Closed Bug 1081529 Opened 5 years ago Closed 4 years ago

Un-hide Marionette(Mnw) tests on B2G when they meet visibility standards

Categories

(Tree Management Graveyard :: Visibility Requests, defect)

ARM
Gonk (Firefox OS)
defect
Not set

Tracking

(Not tracked)

RESOLVED FIXED

People

(Reporter: RyanVM, Unassigned)

References

Details

Basically perma-fail and unowned. Both Mn and Mnw have been hidden on trunk. Aurora34/b2g34 likely to follow.
John, I'm hiding these on Try but am leaving Gaia Try alone for now. Let me know if you'd prefer me to follow suit there as well.
Flags: needinfo?(jhford)
OS: Windows 8.1 → Gonk (Firefox OS)
Summary: Un-hide Marionette tests on B2G when they meet visibility standards → Un-hide Marionette(Mnw) tests on B2G when they meet visibility standards
Splitting this into Mn/Mnw even though it might be the similar root cause
Flags: needinfo?(jhford)
FYI, I ran a Try push off recent b2g-inbound, and Mn is currently permafailing in test_click_scrolling.py (lots of bug 1078177 and also another failure as well). Mnw is currently sitting on almost exactly a 10% failure rate (98/1000 runs were orange/red).

Example Mn failure log:
https://treeherder.mozilla.org/ui/logviewer.html#?job_id=3034902&repo=try

There appear to be some common oranges on Mnw (bug 1025284, bug 1078276, bug 1025289, bug 1029296, and bug 1020930 to name a few), but there's still a pretty long tail of one-off failures too. If someone wants to go through them, here's a link to get you started:
https://treeherder.mozilla.org/ui/#/jobs?repo=try&revision=f1c72c1a3203&searchQuery=webapi (you'll need to click the visibility toggle button in the upper-right to actually see anything)

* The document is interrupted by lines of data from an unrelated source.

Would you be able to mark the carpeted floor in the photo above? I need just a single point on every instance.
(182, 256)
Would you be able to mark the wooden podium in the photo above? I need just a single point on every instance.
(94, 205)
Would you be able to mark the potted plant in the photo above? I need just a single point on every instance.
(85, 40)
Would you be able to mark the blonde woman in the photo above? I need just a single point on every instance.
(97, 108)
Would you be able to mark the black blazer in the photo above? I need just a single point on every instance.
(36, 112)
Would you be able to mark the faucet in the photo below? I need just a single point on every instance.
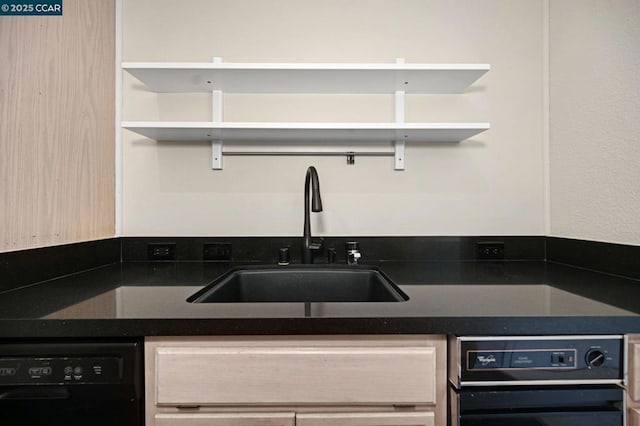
(311, 184)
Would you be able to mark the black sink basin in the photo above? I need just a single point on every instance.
(301, 283)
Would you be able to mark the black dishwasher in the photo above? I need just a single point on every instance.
(71, 383)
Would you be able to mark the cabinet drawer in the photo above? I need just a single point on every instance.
(420, 418)
(225, 419)
(394, 371)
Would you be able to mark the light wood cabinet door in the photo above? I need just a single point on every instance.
(380, 371)
(225, 419)
(634, 369)
(633, 417)
(420, 418)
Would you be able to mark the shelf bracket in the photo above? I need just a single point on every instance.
(217, 112)
(398, 155)
(398, 144)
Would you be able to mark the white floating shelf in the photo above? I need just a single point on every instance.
(306, 132)
(305, 77)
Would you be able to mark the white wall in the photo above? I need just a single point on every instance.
(595, 120)
(492, 184)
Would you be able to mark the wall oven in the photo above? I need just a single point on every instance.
(530, 380)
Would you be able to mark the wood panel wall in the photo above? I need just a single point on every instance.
(57, 126)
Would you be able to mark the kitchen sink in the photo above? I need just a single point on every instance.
(301, 283)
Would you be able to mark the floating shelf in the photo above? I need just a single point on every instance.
(218, 78)
(305, 132)
(305, 77)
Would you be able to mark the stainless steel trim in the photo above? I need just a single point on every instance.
(544, 382)
(568, 337)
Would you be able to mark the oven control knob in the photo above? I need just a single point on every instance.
(595, 358)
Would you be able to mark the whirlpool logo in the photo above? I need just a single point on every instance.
(485, 360)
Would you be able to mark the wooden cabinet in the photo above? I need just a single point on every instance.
(306, 380)
(633, 380)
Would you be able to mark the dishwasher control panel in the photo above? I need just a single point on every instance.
(60, 370)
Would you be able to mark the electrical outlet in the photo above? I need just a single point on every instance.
(490, 250)
(217, 251)
(161, 251)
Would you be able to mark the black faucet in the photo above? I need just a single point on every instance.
(311, 183)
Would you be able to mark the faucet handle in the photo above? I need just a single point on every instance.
(353, 253)
(316, 244)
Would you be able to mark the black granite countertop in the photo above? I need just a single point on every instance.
(465, 298)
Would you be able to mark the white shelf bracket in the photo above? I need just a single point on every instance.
(398, 148)
(217, 112)
(399, 143)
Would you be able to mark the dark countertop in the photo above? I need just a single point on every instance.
(465, 298)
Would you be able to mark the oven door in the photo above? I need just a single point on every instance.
(541, 406)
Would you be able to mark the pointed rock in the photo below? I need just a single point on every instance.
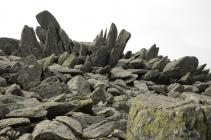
(28, 43)
(117, 52)
(111, 38)
(41, 34)
(9, 45)
(44, 18)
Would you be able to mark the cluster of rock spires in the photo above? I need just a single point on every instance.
(60, 89)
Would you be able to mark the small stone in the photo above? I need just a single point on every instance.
(181, 66)
(14, 90)
(9, 45)
(152, 53)
(13, 122)
(30, 112)
(120, 73)
(79, 85)
(3, 82)
(41, 34)
(72, 123)
(98, 95)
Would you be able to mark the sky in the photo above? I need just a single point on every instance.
(178, 27)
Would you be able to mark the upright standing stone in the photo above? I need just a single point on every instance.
(111, 38)
(28, 43)
(41, 34)
(52, 40)
(9, 45)
(117, 51)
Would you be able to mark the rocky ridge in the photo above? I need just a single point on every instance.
(55, 88)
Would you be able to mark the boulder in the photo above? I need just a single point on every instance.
(50, 87)
(35, 112)
(160, 117)
(120, 73)
(29, 76)
(9, 45)
(151, 53)
(117, 52)
(181, 66)
(72, 123)
(79, 85)
(45, 18)
(41, 34)
(28, 43)
(13, 122)
(52, 130)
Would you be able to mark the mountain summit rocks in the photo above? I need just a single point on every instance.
(56, 88)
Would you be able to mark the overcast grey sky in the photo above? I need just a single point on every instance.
(178, 27)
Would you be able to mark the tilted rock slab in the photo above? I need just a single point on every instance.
(160, 117)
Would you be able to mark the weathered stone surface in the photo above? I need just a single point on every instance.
(26, 136)
(67, 44)
(117, 51)
(45, 18)
(120, 73)
(14, 122)
(98, 95)
(9, 45)
(72, 123)
(3, 82)
(181, 66)
(52, 130)
(111, 38)
(36, 112)
(41, 34)
(29, 76)
(50, 87)
(79, 85)
(160, 117)
(86, 119)
(52, 41)
(152, 52)
(28, 43)
(70, 61)
(101, 129)
(84, 90)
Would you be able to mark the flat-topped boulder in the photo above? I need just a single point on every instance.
(160, 117)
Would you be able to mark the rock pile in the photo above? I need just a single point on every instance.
(56, 88)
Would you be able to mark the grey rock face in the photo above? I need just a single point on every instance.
(45, 18)
(28, 43)
(52, 41)
(117, 51)
(50, 88)
(9, 45)
(151, 53)
(72, 123)
(62, 89)
(79, 85)
(41, 34)
(31, 112)
(53, 130)
(13, 122)
(30, 76)
(181, 66)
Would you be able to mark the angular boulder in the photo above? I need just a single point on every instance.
(160, 117)
(28, 43)
(45, 18)
(52, 130)
(181, 66)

Overall, I'd say things aren't as bleak as they were when this bug was first filed (10% is lower than I expected for Mnw, TBH), but timeouts are still the death of us in webapi. While there appear to be some tests that are more susceptible to failure than others, my expectation is that disabling commonly-failing tests will just move the failures to other ones instead. There still appears an underlying issue with the harness and/or emulator environment that contributes to these problems.
Component: Marionette → Visibility Requests
Product: Testing → Tree Management
Version: unspecified → ---
Hi Ryan, MNW is really important for b2g webapi. Do you think we could un-hide MNW back first? :)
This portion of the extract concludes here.